LEAR. Non, en vérité, mon enfant; on ne peut rien faire de rien.
LE FOU, à Kent. Je t'en prie, dis-lui que c'est à cela que se monte le revenu de ses terres; il n'en voudrait pas croire un fou.
LEAR. Tu es un fou bien mordant.
LE FOU. Sais-tu, mon garçon, la différence qu'il y a entre un fou mordant et un fou débonnaire?
LEAR. Non, petit; apprends-le moi.
LE FOU.
Ce lord qui t'a conseillé
De te dépouiller de tes domaines,
Viens, place-le ici près de moi;
Ou bien toi, prends sa place.
Le fou débonnaire et le fou mordant
Seront aussitôt en présence:
L'un ici en habit bigarré,
Et on trouvera l'autre là.
LEAR. Est-ce que tu m'appelles fou, petit?
LE FOU. Tu as cédé tous les autres titres que tu avais apportés en naissant.

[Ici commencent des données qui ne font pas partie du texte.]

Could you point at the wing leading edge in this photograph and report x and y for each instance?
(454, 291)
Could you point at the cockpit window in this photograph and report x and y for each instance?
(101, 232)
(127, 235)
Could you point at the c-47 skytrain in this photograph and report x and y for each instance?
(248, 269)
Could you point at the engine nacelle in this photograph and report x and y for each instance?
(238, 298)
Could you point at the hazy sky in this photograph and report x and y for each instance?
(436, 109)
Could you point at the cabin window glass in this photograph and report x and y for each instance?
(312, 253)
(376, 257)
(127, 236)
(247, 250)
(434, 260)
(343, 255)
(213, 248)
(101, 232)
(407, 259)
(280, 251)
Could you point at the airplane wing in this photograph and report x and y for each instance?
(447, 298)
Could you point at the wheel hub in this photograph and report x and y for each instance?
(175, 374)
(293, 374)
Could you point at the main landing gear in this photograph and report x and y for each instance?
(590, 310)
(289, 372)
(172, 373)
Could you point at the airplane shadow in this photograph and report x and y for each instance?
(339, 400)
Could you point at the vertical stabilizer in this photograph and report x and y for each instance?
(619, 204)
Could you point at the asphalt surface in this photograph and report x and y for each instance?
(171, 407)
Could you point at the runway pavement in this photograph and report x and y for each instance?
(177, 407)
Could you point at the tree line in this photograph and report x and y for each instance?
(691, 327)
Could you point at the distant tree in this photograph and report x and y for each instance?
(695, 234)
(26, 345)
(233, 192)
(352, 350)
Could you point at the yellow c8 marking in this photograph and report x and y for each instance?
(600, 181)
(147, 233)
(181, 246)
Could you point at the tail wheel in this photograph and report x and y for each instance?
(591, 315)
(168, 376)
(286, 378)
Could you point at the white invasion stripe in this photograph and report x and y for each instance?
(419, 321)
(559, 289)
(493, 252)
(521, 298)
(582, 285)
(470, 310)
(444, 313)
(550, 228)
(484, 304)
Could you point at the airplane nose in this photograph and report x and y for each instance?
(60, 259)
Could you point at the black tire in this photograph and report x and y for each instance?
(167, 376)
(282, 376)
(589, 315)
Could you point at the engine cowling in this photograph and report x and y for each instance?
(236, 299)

KENT. Ceci n'est pas tout à fait de la folie, seigneur.
LE FOU. Non, en vérité; les lords et les grands personnages ne veulent rien me concéder. Si j'avais un monopole, il leur en faudrait leur part, et aux dames aussi: elles ne me laisseront pas les sottises à moi tout seul, elles en tireront leur lopin. Donne-moi un oeuf, noncle, et je te donnerai deux couronnes.
LEAR. Qu'est-ce que ce sera que ces deux couronnes?
LE FOU. Voilà, quand j'aurai coupé l'oeuf par le milieu et mangé tout ce qui est dedans, je te donnerai les deux couronnes de l'oeuf11. Lorsque tu as fendu ta couronne par le milieu, et que tu as donné à droite et à gauche les deux moitiés, tu as porté ton âne sur ton dos, au milieu de la fange. Tu n'avais guère de cervelle dans la couronne chauve de ton crâne, lorsque tu as laissé aller ta couronne d'or. Si je parle ici comme un fou que je suis, que le premier qui le trouvera soit fouetté.